Geopolitik Indonesia Bersikap Terhadap Perdamaian di Gaza Tanpa Taring
Asap membubung dari bangunan yang diserang Israel di kamp pengungsian Bureij di tengah Jalur Gaza, Palestina, Minggu (19/10/2025). Serangan terjadi ketika gencatan senjata Gaza berlaku.(AFP/EYAD BABA)
16:10
11 Februari 2026

Geopolitik Indonesia Bersikap Terhadap Perdamaian di Gaza Tanpa Taring

RUDAL Israel kembali membelah langit Gaza, seolah langit tak pernah benar-benar mengenal arti jeda. Rudal ini meledak justru di tengah klaim gencatan senjata.

Di saat bersamaan pula, kendali Israel di Tepi Barat diperluas. Dunia protes keras. Namun, Badan Perdamaian Gaza atau Board of Peace (BoP) – yang dibentuk Presiden AS Donald Trump dan Indonesia menjadi salah satu anggotanya— juga tak menunjukkan taringnya.

Di tengah klaim gencatan senjata yang disepakati sejak Oktober 2025, ledakan 9 Februari 2026 di Kota Gaza itu, justru merobek bukan hanya bangunan yang menampung para pengungsi, tetapi juga makna dari kata “damai” itu sendiri.

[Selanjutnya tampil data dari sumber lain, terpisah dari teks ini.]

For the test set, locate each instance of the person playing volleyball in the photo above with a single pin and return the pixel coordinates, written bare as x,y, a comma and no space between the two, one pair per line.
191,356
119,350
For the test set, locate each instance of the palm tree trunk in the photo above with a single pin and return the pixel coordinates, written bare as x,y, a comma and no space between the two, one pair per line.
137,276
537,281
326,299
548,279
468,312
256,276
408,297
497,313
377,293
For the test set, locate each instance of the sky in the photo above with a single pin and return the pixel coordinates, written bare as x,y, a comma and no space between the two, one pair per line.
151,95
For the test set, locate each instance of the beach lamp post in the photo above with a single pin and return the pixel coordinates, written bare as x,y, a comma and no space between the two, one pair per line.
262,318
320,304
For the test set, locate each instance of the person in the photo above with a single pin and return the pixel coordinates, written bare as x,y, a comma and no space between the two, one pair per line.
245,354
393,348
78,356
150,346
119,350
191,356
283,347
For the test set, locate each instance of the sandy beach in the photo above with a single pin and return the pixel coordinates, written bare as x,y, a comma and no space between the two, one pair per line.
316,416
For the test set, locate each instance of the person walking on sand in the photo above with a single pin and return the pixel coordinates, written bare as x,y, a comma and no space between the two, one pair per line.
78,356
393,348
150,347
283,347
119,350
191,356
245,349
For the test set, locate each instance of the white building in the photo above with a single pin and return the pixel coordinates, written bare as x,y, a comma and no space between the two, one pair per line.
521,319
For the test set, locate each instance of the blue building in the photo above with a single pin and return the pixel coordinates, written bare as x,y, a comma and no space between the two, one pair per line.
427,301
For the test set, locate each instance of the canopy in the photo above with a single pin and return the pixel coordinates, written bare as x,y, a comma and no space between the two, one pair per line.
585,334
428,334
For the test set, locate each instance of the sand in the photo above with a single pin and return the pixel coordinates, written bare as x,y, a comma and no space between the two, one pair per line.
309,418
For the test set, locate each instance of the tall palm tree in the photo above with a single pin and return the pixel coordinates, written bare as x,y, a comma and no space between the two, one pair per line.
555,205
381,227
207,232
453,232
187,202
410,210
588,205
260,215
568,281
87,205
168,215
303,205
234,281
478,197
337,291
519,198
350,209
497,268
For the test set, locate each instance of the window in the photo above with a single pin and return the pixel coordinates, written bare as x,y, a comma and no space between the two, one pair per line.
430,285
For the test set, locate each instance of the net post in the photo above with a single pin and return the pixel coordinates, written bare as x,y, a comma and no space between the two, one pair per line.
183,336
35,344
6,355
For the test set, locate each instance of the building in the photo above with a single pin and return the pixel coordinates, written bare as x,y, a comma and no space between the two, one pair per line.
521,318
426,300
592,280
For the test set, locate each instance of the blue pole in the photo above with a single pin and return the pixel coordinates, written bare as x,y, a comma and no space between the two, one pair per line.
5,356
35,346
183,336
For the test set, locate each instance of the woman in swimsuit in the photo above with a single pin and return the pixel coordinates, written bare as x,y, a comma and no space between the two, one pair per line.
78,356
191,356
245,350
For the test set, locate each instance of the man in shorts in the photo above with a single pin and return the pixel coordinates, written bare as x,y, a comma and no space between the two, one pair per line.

Warga sipil kembali menjadi angka dalam laporan, sementara peta kesepakatan —yang seharusnya menjadi batas aman— terbukti tak lebih dari garis rapuh di atas kertas.

Di sini tampak paradoks klasik: komitmen tanpa mekanisme pengawasan dan penegakan, hanyalah ilusi stabilitas. Tanpa instrumen deterrence yang jelas, gencatan senjata berubah menjadi jeda taktis, bukan jembatan menuju resolusi konflik yang berkelanjutan.

Peristiwa tersebut menandai pula erosi otoritas norma internasional. Hukum internasional dibangun atas asumsi bahwa pelanggaran akan diikuti konsekuensi, bahwa legitimasi moral memiliki bobot yang setara dengan kekuatan militer.

Namun, ketika kesepakatan formal dapat dilanggar tanpa respons tegas, norma berisiko tereduksi menjadi simbol —dihormati dalam pidato, diabaikan dalam praktik.

Dunia pun bergerak menuju relasi yang semakin transaksional, di mana aliansi strategis dan superioritas persenjataan lebih menentukan daripada etika global.

Dalam konfigurasi multipolar yang belum sepenuhnya mapan, Gaza menjadi cermin betapa rapuhnya tata dunia yang bertumpu pada keseimbangan kepentingan semata.

Baca juga: Indonesia, Jangan Kirim Pasukan Perdamaian ke Gaza

Maka di tingkat kawasan Timur Tengah, dentuman rudal tidak pernah berhenti pada satu titik koordinat. Ia merambat sebagai gelombang psikologis dan politik.

Setiap eskalasi di Gaza membawa efek rambatan: polarisasi opini publik, tekanan domestik terhadap pemerintah Arab, serta potensi radikalisasi yang mengendap dalam kekecewaan kolektif.

Negara-negara yang tengah merajut stabilitas ekonomi dan menata ulang relasi diplomatik, menghadapi dilema antara kalkulasi pragmatis dan tuntutan solidaritas.

Padahal stabilitas kawasan, dalam perspektif keamanan regional, bukan hanya soal keseimbangan militer, tetapi juga tentang legitimasi politik di mata rakyatnya.

"Board of Peace" Harusnya Realitas Kekuatan

Presiden Republik Indonesia, Prabowo Subianto di Davos, Swiss, Kamis (22/1/2026), usai menandatangani Dewan Perdamaian atau Board of Peace (BoP) Charter yang diinisiasi oleh Presiden Amerika Serikat (AS), Donald Trump.Sekretariat Presiden RI Presiden Republik Indonesia, Prabowo Subianto di Davos, Swiss, Kamis (22/1/2026), usai menandatangani Dewan Perdamaian atau Board of Peace (BoP) Charter yang diinisiasi oleh Presiden Amerika Serikat (AS), Donald Trump.Board of Peace lahir dengan janji yang terdengar mulia: menghadirkan jeda di antara dentuman, menempatkan diplomasi di atas desing peluru.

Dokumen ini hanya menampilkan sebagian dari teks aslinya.